Evolución del precio — Panasonic Barbero Premiun

Precio verificado el 19 Ago 2026 en 1 tienda · rango 30 días: 111,47€–167,05€

Ventajas

  • Potente y eficaz

  • Ligera y manejable

  • Muy precisa

  • Puedes usarla con o sin cable

Inconvenientes

  • No es barata

  • No incluye accesorio para pulir detalles

Información adicional

Longitudes de corte20 (0,5-10mm)
Impermeable
Autonomía60min
Tiempo de carga1h
Tamaño4,5 x 4,8 x 17,9cm
Peso180gr.
AccesoriosEstuche + kit limpieza

Resumen

Panasonic Barbero Premiun de un vistazo

Sin peine rasura estupendamente. En cuanto le encajas el peine guía se convierte en otra máquina, porque el corte pasa a depender de cuánto aprietes contra la piel: si en un pómulo cargas la mano sin querer, esa zona sale más corta que el resto y se acabó la uniformidad. De ahí salen casi todos los peros que vienen abajo, y conviven con lo que hace mejor que ninguna otra de las once.

Análisis detallado

Con el peine puesto, el corte lo manda la presión

Panasonic Barbero Premiun

Con la cuchilla desnuda apura, y apura mucho. El precio de eso es el otro lado de la misma moneda: en pelo facial duro pellizca si no llevas la inclinación correcta o si intentas ir rápido. La manera de que no te muerda es apoyar bien toda la cabeza del aparato sobre la cara y avanzar despacio, sin tirones y sin pasarla de canto. Si vienes de una máquina barata a la que le dabas pasadas alegres en cualquier ángulo, aquí toca cambiar la mano.

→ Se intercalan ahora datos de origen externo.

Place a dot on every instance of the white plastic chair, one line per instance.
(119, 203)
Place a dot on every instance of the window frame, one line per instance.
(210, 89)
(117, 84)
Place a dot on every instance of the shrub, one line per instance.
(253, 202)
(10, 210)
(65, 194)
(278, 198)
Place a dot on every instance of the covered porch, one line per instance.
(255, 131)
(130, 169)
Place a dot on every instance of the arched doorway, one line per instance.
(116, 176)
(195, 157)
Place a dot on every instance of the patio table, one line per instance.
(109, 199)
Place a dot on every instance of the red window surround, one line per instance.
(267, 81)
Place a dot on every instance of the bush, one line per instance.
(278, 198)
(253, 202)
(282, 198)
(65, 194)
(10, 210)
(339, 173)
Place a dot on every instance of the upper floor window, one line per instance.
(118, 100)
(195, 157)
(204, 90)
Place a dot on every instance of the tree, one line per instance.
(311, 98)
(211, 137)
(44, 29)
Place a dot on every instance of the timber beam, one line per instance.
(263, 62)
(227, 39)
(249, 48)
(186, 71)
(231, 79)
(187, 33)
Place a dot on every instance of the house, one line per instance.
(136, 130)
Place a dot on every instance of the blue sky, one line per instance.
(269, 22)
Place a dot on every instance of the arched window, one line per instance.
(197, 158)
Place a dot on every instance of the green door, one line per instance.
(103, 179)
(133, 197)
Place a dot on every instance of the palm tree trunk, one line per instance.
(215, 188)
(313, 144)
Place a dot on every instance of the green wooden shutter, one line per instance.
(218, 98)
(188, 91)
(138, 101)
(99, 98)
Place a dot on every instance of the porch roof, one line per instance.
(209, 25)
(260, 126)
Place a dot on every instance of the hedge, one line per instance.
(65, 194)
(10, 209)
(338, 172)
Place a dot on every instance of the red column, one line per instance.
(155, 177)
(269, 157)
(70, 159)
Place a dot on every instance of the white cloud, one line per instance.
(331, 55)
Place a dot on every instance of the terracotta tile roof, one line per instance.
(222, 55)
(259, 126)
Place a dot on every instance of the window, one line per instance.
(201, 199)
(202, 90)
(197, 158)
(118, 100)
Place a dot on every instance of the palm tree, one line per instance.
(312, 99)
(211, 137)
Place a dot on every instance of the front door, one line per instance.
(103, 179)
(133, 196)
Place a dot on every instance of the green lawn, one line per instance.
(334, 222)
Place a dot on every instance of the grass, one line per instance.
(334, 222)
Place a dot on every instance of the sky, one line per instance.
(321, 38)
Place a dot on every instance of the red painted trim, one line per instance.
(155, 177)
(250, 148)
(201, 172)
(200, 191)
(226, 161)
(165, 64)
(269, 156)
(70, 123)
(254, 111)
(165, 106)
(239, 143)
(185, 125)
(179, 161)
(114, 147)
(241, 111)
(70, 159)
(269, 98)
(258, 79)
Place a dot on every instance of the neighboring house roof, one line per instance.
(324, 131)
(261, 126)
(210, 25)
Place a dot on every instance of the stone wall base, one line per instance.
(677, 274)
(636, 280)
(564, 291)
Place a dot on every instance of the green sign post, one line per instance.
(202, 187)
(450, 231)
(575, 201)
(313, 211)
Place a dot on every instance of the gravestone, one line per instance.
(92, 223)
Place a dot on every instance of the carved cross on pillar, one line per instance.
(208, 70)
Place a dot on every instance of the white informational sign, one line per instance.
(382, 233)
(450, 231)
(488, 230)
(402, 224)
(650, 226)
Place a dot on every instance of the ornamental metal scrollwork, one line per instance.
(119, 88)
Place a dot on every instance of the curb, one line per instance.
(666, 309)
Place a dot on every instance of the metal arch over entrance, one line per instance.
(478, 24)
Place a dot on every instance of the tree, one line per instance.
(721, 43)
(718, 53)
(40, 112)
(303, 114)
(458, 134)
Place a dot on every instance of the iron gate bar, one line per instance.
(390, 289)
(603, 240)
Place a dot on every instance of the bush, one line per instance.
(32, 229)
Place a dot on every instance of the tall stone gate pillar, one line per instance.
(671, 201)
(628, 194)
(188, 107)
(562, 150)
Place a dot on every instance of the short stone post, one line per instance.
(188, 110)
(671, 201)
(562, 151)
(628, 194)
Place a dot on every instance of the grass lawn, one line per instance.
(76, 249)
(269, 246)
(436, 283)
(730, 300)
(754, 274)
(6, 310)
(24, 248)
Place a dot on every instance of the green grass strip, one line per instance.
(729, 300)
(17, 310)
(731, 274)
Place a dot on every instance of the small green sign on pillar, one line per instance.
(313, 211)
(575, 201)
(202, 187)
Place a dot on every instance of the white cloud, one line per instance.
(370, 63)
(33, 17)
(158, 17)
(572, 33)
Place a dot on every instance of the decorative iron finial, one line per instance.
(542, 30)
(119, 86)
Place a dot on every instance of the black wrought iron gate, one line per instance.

Con el peine puesto desaparecen los pellizcos y aparece el problema de verdad: el corte responde a la presión. Apoyas un poco más en la mejilla y esa zona queda más rasurada que la de al lado, sin haber tocado el dial. En barba de longitud media casi no se nota, pero si buscas un uno o un dos milímetros parejo vas a ver escalones. La única forma de esquivarlo es pasarla siempre con el mismo apoyo, casi rozando.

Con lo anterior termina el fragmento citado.